INFOGRAPHIE - Mécontents de la flambée de la taxe d’habitation, les propriétaires de résidences secondaires veulent peser dans les élections municipales.

 

« Je ne voterai pas pour le maire actuel !» Comme Denis (le prénom a été modifié), bientôt 70 ans, les propriétaires de résidences secondaires ont bien l’intention de peser sur les élections municipales dont le premier tour a lieu le week-end prochain. Ils n’ont qu’un mot à la bouche : « surtaxe ». « Ras-le-bol de cette surtaxe ! , lâche ce sexagénaire francilien qui vit dans le Calvados. Les maires découvriront vite que les résidences secondaires sont indispensables à l’économie de beaucoup de villes et de villages. ».

 

Dans les Pyrénées-Orientales, des collectifs se sont créés et se mobilisent « dans plusieurs dizaines de communes ». « Je ne connais pas une taxe qui soit imposée à des personnes qui n’ont pas pu choisir l’élu qui l’impose », enrage Bernard Olivier, à la tête d’un de ces collectifs à Argelès-sur-Mer. À Merlimont, petite commune de 3000 habitants sur la Côte d’Opale, Thierry, propriétaire depuis 30 ans d’une résidence secondaire dans laquelle il s’est installé à la retraite il y a trois ans, s’était porté candidat avant de se retirer pour des raisons de santé.

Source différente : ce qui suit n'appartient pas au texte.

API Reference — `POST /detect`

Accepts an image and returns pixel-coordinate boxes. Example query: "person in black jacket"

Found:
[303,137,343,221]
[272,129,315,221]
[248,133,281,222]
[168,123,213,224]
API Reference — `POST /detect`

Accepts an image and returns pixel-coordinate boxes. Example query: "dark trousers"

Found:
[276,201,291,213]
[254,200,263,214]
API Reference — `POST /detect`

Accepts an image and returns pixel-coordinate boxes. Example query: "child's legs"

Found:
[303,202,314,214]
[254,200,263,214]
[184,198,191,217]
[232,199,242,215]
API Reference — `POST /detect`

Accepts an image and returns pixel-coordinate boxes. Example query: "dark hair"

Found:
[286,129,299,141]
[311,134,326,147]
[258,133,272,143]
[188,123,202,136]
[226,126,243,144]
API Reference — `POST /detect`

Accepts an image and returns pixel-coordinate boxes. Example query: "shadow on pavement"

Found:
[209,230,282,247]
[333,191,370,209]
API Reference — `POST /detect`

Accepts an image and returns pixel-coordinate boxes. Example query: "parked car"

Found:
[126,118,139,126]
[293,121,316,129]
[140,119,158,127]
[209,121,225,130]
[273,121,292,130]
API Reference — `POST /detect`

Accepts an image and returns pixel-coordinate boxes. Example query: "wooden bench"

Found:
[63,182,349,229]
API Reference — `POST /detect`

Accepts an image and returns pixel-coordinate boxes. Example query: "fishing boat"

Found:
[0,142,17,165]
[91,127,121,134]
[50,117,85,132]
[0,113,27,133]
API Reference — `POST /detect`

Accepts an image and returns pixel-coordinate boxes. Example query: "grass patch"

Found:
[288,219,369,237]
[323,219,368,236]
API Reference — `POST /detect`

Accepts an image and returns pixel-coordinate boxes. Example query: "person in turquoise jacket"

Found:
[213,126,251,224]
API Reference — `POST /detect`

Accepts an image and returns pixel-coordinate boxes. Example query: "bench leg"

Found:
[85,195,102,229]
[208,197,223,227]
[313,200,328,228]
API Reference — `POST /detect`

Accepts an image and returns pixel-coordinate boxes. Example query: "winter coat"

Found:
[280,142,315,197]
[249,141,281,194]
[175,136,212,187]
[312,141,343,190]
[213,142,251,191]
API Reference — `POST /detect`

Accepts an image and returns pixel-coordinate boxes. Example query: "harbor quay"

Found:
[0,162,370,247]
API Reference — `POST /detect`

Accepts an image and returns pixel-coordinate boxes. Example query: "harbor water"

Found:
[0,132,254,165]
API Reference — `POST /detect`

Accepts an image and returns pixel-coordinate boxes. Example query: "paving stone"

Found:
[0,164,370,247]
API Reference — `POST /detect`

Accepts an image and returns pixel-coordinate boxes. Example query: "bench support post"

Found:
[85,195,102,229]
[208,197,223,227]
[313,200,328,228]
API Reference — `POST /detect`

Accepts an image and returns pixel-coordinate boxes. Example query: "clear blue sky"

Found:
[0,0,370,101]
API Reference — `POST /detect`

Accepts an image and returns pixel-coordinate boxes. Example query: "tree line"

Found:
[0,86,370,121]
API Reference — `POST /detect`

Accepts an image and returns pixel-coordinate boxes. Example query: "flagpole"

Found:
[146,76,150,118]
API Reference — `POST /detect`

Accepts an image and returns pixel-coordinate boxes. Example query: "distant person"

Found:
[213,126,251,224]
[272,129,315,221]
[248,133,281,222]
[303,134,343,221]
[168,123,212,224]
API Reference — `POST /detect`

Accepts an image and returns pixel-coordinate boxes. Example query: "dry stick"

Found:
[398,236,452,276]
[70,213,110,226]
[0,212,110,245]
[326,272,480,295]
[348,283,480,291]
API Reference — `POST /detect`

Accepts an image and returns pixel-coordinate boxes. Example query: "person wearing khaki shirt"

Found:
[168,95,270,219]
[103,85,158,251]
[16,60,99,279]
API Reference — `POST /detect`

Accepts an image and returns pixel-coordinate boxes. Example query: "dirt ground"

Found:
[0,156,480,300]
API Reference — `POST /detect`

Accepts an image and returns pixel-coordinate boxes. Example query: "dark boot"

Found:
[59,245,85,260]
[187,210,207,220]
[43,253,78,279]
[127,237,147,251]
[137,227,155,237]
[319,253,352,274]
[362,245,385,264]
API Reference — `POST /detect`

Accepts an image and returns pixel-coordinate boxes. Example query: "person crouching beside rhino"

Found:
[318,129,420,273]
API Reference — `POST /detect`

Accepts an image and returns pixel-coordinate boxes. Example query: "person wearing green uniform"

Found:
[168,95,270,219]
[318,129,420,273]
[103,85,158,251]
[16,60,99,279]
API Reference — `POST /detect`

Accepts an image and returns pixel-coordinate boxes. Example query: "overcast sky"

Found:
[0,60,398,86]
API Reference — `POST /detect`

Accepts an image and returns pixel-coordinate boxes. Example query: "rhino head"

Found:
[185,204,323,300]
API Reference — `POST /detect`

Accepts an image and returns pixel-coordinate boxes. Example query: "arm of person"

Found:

Son successeur promet, s’il est élu, de « baisser progressivement la majoration de la taxe d’habitation ».

 

Pour exprimer leur colère, les propriétaires ont une solution : le bulletin de vote. Le député LR de l’Oise Éric Woerth a bien tenté une proposition déroutante : faire voter deux fois les propriétaires de résidences secondaires, au motif qu’ils paient deux impôts locaux. En vain. Peuvent-ils, tout simplement, voter sur le lieu de leur résidence secondaire ? Que dit la loi ? Pour être inscrit sur les listes électorales d’une ville, un citoyen français doit respecter l’une de ces conditions, selon l’article L11 du Code électoral.

 

Deux ans d’impôts locaux

La première : « tous les électeurs ont leur domicile réel - donc principal - ou y habitent depuis six mois au moins ». Vous devez fournir l’un des documents suivants datés de moins de trois mois : une attestation ou la facture d’eau, d’électricité, de gaz ou de téléphone fixe, une attestation d’assurance habitation ou encore un bulletin de salaire. La seconde : payer ses impôts locaux (taxe foncière et/ou taxe d’habitation) depuis au moins deux ans. La mairie vous demandera les deux derniers avis d’imposition où votre nom apparaît.

 

Sachez également que vous pouvez aussi voter dans une commune où vous êtes le gérant ou l’associé d’une entreprise. C’est le cas de Virginie, 48 ans, qui habite à Gonneville-sur-Mer, dans le Calvados mais préfère voter à 7 kilomètres de là, à Houlgate, où elle tient un restaurant depuis 20 ans. « Mon vote sera plus utile à Houlgate pour développer l’activité de mon commerce qu’à Gonneville où il n’y a qu’un seul candidat, toujours le même », explique-t-elle au Figaro.

 

Changer d’adresse fiscale

À l’instar du petit village normand où habite Denis, le plus grand nombre de villes éligibles - 657 sur 3690, soit 18% - a fait flamber la taxe d’habitation des résidences secondaires de 60% - le plafond maximal autorisé par la loi - en 2025, selon la Direction générale des finances publiques (voir le graphique ci-dessous). C’est le cas aussi de Paris, Nice, Marseille ou encore Lyon, quatre des villes qui ont récupéré le plus d’argent grâce à cette taxe d’habitation, selon une étude de Green Acres qui a recueilli les données fiscales de chaque commune pour établir le top 25 des villes les plus gourmandes. À noter que 44,1% des villes éligibles ont augmenté la taxe d’habitation des résidences secondaires en 2025, contre 39,5% en 2024.

 

En attendant de glisser son bulletin de vote le 15 mars, Denis a sorti sa calculette et opéré une astucieuse et bénéfique modification : changer son adresse fiscale. Sa résidence secondaire normande est désormais sa résidence principale. Ce propriétaire sexagénaire n’aura donc plus à payer de surtaxe d’habitation pour sa maison du Calvados car seules les résidences principales sont imposables. Quid de son appartement francilien ? Par chance, le maire n’a pas décidé d’augmenter la taxe d’habitation des résidences secondaires qui est moins élevée que pour sa maison normande.